Is that good enough, pudytat72?
If not, I will try to get a shot of his fading fur, and come up w/ a LOL, just to post the picture.
Gotta get back later on the rest of the comments, Busy, busy. Maybe I can make a thread on “almost getting your arm ripped off”, or “why you DON’T wrap the rope around your arm while cutting trees” (didn’t involve hospitalization, fortunately)
My mother had a dark tortie whose black bits faded to grey. After a visit to the vet, who diagnosed her with a minor food allergy which her elderly (12-ish years) system was no longer able to compensate for, my mother changed her food, her grey bits turned black again within 8 months, and she lived quite happily for another 5 years or so. Talk to your vet about possible food issues.
Yeah, my cat (who looks remarkably like yours, actually) is fading a little bit too…though he has always looked a bit reddish-brown when he’s lying in the sun. He’s around 14 or so. His fur’s also not looking as silky and fluffy as it used to when he was younger. We comb him pretty regularly, but it still looks a bit scraggly. He’s also a bit less coordinated, so maybe he’s not able to lick himself as well as he used to.

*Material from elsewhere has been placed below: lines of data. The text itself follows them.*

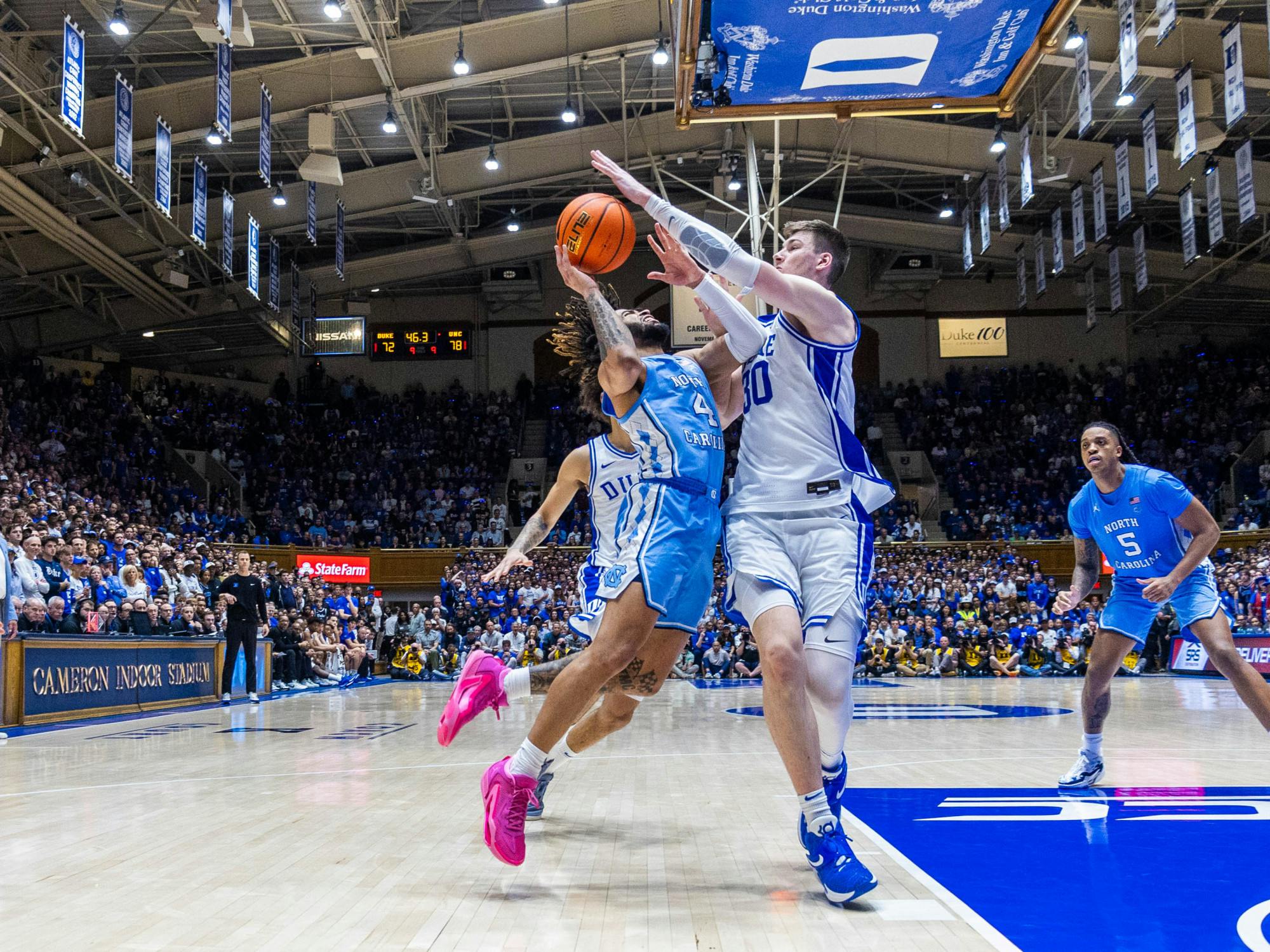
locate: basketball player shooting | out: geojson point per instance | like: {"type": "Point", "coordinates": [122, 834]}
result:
{"type": "Point", "coordinates": [799, 540]}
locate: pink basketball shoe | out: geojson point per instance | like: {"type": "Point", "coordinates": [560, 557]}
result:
{"type": "Point", "coordinates": [479, 686]}
{"type": "Point", "coordinates": [507, 798]}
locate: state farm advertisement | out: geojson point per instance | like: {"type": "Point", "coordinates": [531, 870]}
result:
{"type": "Point", "coordinates": [335, 568]}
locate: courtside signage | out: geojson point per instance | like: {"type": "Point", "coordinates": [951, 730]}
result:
{"type": "Point", "coordinates": [335, 568]}
{"type": "Point", "coordinates": [973, 337]}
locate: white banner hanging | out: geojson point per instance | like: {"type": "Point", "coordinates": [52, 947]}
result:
{"type": "Point", "coordinates": [1150, 150]}
{"type": "Point", "coordinates": [1123, 196]}
{"type": "Point", "coordinates": [1233, 55]}
{"type": "Point", "coordinates": [1078, 221]}
{"type": "Point", "coordinates": [1100, 206]}
{"type": "Point", "coordinates": [1187, 209]}
{"type": "Point", "coordinates": [1244, 183]}
{"type": "Point", "coordinates": [1056, 227]}
{"type": "Point", "coordinates": [1186, 116]}
{"type": "Point", "coordinates": [1026, 187]}
{"type": "Point", "coordinates": [1213, 208]}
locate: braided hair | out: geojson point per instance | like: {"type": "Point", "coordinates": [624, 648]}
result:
{"type": "Point", "coordinates": [576, 340]}
{"type": "Point", "coordinates": [1127, 454]}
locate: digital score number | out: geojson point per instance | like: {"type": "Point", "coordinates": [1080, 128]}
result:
{"type": "Point", "coordinates": [421, 342]}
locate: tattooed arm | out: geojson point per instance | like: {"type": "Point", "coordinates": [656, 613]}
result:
{"type": "Point", "coordinates": [1084, 577]}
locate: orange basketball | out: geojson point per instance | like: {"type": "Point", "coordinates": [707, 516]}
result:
{"type": "Point", "coordinates": [598, 232]}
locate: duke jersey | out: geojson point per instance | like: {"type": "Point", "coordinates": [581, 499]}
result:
{"type": "Point", "coordinates": [1135, 526]}
{"type": "Point", "coordinates": [798, 446]}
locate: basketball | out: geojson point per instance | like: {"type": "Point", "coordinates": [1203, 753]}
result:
{"type": "Point", "coordinates": [598, 232]}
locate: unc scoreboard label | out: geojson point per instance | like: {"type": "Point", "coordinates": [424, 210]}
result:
{"type": "Point", "coordinates": [864, 50]}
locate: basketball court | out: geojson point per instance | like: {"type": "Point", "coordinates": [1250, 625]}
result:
{"type": "Point", "coordinates": [333, 821]}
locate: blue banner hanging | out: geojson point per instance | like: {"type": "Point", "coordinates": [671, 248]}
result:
{"type": "Point", "coordinates": [163, 167]}
{"type": "Point", "coordinates": [123, 128]}
{"type": "Point", "coordinates": [253, 257]}
{"type": "Point", "coordinates": [312, 214]}
{"type": "Point", "coordinates": [829, 53]}
{"type": "Point", "coordinates": [73, 78]}
{"type": "Point", "coordinates": [266, 135]}
{"type": "Point", "coordinates": [228, 234]}
{"type": "Point", "coordinates": [340, 239]}
{"type": "Point", "coordinates": [224, 91]}
{"type": "Point", "coordinates": [275, 279]}
{"type": "Point", "coordinates": [199, 227]}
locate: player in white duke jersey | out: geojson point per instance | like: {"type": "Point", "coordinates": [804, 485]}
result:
{"type": "Point", "coordinates": [799, 539]}
{"type": "Point", "coordinates": [1158, 539]}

OK, (temporary) end of “busy, busy”. My nephew’s big chainsaw needs a new chain, and we can’t get one 'til tomorrow, so we’re done cutting the trees for the day. Back to all the other comments I put off.
Ferret Herder:
Actually, he doesn’t sit in the sun at all. They all live in the back porch, “porch” being a rather loose name for the “room”. It’s an addition on the house, as a single room, that replaced the (very small, closet sized) back porch, hence still gets called “porch”. It’s a single room about the internal size of a 10 x 60 trailer home. It’s on the north side of the house. They don’t get any sun in any of the windows. They don’t get to sit in the sun unless they are getting “Special Privileges” and get let into the main house. Then they frequently go for south-facing windows if it’s sunny, but not nearly often enough to “sun-fade”.
Rushgeekgirl:
What I said about cat genetics. The black is usually a separate color, overlaid on the primary, by a separate gene. Most (but not all) black cats are something else, with the black overlaid on top. My previous black cat (Puddin) was a “tabby”. In bright sun, you could see the tabby markings under the black. Misha is “orange, with no tabby markings” under the black. You could always see that in bright sun. Now the “black” gene’s work is starting to fade, so the “other color genes” are starting to “fade through”. Sorta like humans going grey (IF they had “tiger-stripe” hair, under a darker color).
QuarkChild:
Puddin, previously mentioned, died of kidney failure (just shy of 17 years old, so “old age”, essentially). No fading at all. He got thin and scrawny a year or two before his kidneys failed (they may have been starting to go, then), but his “black” never faded.
Daerlyn:
I will do that, he’s got an appointment for his shots next month. Thanks.
Maiira:
He always looked slightly brownish in the sun, too, so it’s probably just that both of them are doing the black cat equivalent of “going grey” with age.